The Grumpy Developer's Guide to OpenShift
Overview
Have you ever wanted to build an application on Red Hat OpenShift, but didn't know where to begin? Whether you're a seasoned developer or just starting out, The Grumpy Developer's Guide to OpenShift will fast-track your path to success and help you get straight to coding.
This hands-on, no-nonsense guide offers practical recipes and time-saving tips that get you from first deploy to advanced CI/CD in no time.
- Get productive fast with essential tools, commands, and deployment workflows tailored for developers—no Kubernetes expertise required.
- Build smarter applications using OpenShift's developer-friendly features like Source-to-Image builds, environment injection, and persistent storage.
- Get hands-on recipes for CI/CD pipelines, observability, scaling, and infrastructure configuration.
- Explore advanced capabilities like GitOps with Argo CD, serverless architecture with Knative, and managing legacy virtual machines.

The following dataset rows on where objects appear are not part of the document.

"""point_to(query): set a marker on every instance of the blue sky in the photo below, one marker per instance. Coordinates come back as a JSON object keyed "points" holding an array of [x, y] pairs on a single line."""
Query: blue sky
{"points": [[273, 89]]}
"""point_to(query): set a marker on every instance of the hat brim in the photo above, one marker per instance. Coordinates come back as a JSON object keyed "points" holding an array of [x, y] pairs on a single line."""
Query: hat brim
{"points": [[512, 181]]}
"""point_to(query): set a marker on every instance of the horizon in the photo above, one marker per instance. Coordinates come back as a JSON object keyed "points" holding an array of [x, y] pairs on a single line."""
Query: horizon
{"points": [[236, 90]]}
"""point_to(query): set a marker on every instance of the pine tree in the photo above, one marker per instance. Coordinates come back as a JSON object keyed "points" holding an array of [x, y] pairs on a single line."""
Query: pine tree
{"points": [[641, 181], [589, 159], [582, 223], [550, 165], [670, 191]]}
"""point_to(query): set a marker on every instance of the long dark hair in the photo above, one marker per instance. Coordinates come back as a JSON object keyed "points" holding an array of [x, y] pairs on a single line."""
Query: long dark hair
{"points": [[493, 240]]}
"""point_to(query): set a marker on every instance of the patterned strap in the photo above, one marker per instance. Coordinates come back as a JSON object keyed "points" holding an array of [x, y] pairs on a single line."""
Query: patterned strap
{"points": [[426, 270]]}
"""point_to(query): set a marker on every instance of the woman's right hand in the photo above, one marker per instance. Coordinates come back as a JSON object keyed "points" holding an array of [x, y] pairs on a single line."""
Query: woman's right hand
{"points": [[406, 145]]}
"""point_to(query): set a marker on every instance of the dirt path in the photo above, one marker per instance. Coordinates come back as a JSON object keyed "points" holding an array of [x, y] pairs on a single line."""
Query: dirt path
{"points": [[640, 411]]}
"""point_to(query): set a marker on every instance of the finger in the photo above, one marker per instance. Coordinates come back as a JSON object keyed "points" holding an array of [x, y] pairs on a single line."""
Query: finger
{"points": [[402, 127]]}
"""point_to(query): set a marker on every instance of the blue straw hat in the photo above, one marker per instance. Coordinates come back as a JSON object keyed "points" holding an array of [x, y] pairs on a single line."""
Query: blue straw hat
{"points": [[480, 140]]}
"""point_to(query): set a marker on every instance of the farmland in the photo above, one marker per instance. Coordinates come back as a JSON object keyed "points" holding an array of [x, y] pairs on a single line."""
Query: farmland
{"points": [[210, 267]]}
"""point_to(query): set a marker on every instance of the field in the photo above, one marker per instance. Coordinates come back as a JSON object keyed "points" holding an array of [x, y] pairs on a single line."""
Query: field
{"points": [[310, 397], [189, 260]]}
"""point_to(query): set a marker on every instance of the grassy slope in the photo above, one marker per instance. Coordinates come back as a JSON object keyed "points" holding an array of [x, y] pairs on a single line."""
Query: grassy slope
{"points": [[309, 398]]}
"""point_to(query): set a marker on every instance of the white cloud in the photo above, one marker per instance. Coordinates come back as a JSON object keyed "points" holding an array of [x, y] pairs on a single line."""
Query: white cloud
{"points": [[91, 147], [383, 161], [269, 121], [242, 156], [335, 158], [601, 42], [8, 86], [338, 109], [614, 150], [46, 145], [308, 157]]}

Written by a grumpy developer so you don't have to be one
Armed with decades of experience and a healthy dose of cynicism, Ian Lawson explains the how and the why behind the tooling to help you cut through the clutter of modern development. OpenShift makes it harder to be grumpy, and this book shows you how.
Excerpt
It's easy to get mired in the cognitive overload of modern day development. This is where your tools should help you, rather than hinder you (looking at you, Maven and POM files).
One of the best side effects of how Kubernetes and OpenShift work is that OpenShift, once you understand the nature of the object model, makes sense from a developer perspective. The fact that OpenShift can act as the entire platform—from build, deployment, agile configuration, framework control, the works—means that we can focus on our code, on writing something to do what we want it to do, and not on bending frameworks, wasting brain power on understanding overly complex tooling, and all the other modern-day pitfalls of working at the cutting edge.
This book was written to fast-track developers into an OpenShift way of thinking. Its goal is not to rewrite how you create your gems, but to show you the tips, tricks, shortcuts, and vast functionality you get out of the box with an OpenShift instance—purely from the developer's viewpoint.